Discussion: First-line chemotherapy provides particular clinical benefit to older adults with PDAC with higher G8 scores, though benefit was observed across the broader cohort. The G8 score was a strong independent prognostic tool for treatment response and survival.
Keywords: CGA; Geriatric 8; advanced pancreatic cancer; first-line therapy; older patients.
Copyright © 2025 The Authors. Published by Elsevier Ltd.. All rights reserved.
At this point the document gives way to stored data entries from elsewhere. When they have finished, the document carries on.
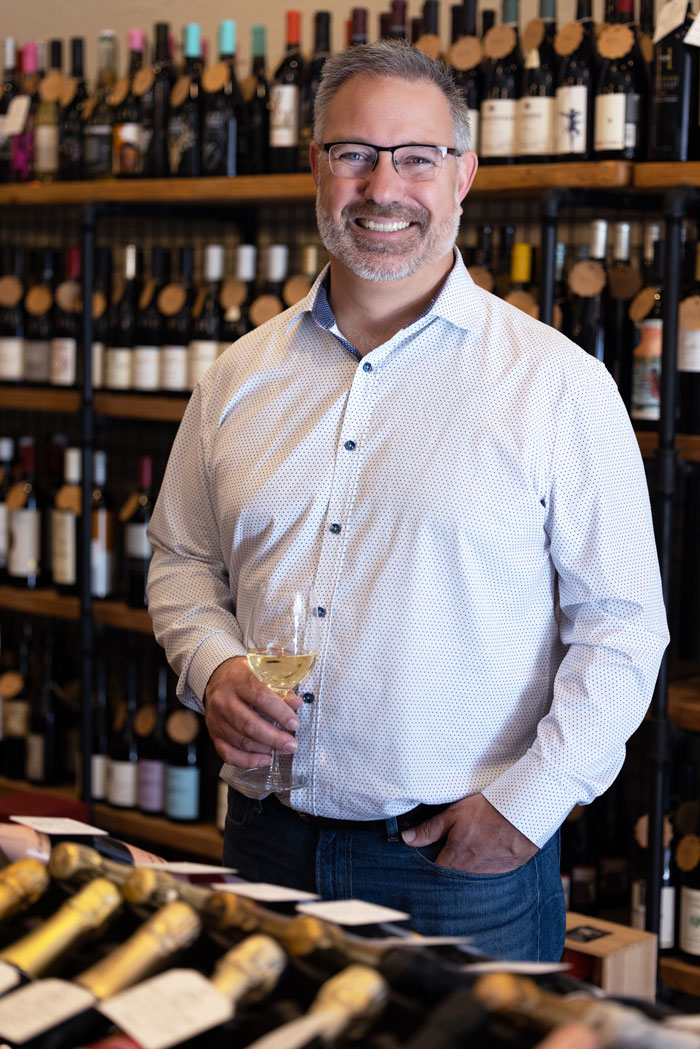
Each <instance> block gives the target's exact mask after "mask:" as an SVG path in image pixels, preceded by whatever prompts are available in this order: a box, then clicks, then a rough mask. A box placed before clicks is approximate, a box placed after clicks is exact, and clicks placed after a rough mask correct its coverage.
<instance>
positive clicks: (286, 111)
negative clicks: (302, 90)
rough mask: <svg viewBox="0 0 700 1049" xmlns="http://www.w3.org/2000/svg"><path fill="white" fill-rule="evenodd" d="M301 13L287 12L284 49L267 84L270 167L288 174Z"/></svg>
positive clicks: (295, 121) (290, 160)
mask: <svg viewBox="0 0 700 1049" xmlns="http://www.w3.org/2000/svg"><path fill="white" fill-rule="evenodd" d="M300 24H301V14H300V12H298V10H288V13H287V50H285V53H284V58H283V59H282V61H281V62H280V63H279V65H278V66H277V68H276V69H275V73H274V77H273V78H272V83H271V85H270V170H271V171H272V172H273V173H274V174H290V173H291V172H294V171H296V170H297V164H298V158H299V84H300V81H301V74H302V72H303V56H302V53H301V47H300V43H299V41H300V36H299V34H300Z"/></svg>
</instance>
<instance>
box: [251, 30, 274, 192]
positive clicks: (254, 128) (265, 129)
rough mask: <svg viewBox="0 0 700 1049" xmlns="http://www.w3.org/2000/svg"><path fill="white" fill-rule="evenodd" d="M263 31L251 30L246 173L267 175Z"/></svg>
mask: <svg viewBox="0 0 700 1049" xmlns="http://www.w3.org/2000/svg"><path fill="white" fill-rule="evenodd" d="M264 40H266V27H264V25H254V26H253V29H252V55H253V59H252V62H253V65H252V69H251V78H250V79H251V82H252V90H251V95H250V99H249V102H248V133H249V142H250V158H249V164H248V172H249V173H250V174H251V175H266V174H267V173H268V171H269V170H270V84H269V83H268V78H267V77H266V70H264V50H266V44H264Z"/></svg>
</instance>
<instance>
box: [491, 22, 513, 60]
mask: <svg viewBox="0 0 700 1049" xmlns="http://www.w3.org/2000/svg"><path fill="white" fill-rule="evenodd" d="M516 43H517V37H516V36H515V30H514V29H513V27H512V25H503V24H501V25H492V26H491V28H490V29H489V31H488V33H487V34H486V36H485V37H484V52H485V55H487V56H488V58H490V59H495V60H496V61H497V60H499V59H505V58H506V56H507V55H510V52H511V51H512V50H513V48H514V47H515V44H516Z"/></svg>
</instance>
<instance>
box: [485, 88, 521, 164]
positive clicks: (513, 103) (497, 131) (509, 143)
mask: <svg viewBox="0 0 700 1049" xmlns="http://www.w3.org/2000/svg"><path fill="white" fill-rule="evenodd" d="M481 112H482V120H481V129H480V130H481V148H482V156H515V151H516V149H517V140H516V128H517V124H516V115H517V101H516V100H515V99H486V100H485V101H484V102H482V110H481Z"/></svg>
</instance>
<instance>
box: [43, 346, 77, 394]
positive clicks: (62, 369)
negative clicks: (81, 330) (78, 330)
mask: <svg viewBox="0 0 700 1049" xmlns="http://www.w3.org/2000/svg"><path fill="white" fill-rule="evenodd" d="M77 362H78V344H77V341H76V339H51V343H50V352H49V374H48V379H49V382H50V384H51V385H52V386H75V385H76V377H77Z"/></svg>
Conflict of interest statement
Declaration of Competing Interest CB reports travel and accommodation from Viatris. GTo reports funds from the Ministero della Salute (Ricerca Corrente 2022), the AIRC (Investigator Grant number IG26330), Ministero dell'Università e della Ricerca (PRIN 2022 PNRR Prot P2022LN3KS and PRIN 2022 Prot 2022P79F9N), and Agenzia Italiana del Farmaco, Ministero della Salute (J38D19000690001) FIMP and consulting or advisory role for BMS, AstraZeneca, MSD, Merck, and Servier. LS is supported by the AIRC under My First Grant (MFAG27367) and reports consulting or advisory role for Pierre-Fabre, AstraZeneca, Bayer, SERVIER, Merck, Amgen, GSK, Incyte, Leopharma, MSD, and Takeda. All other authors declare no competing interests.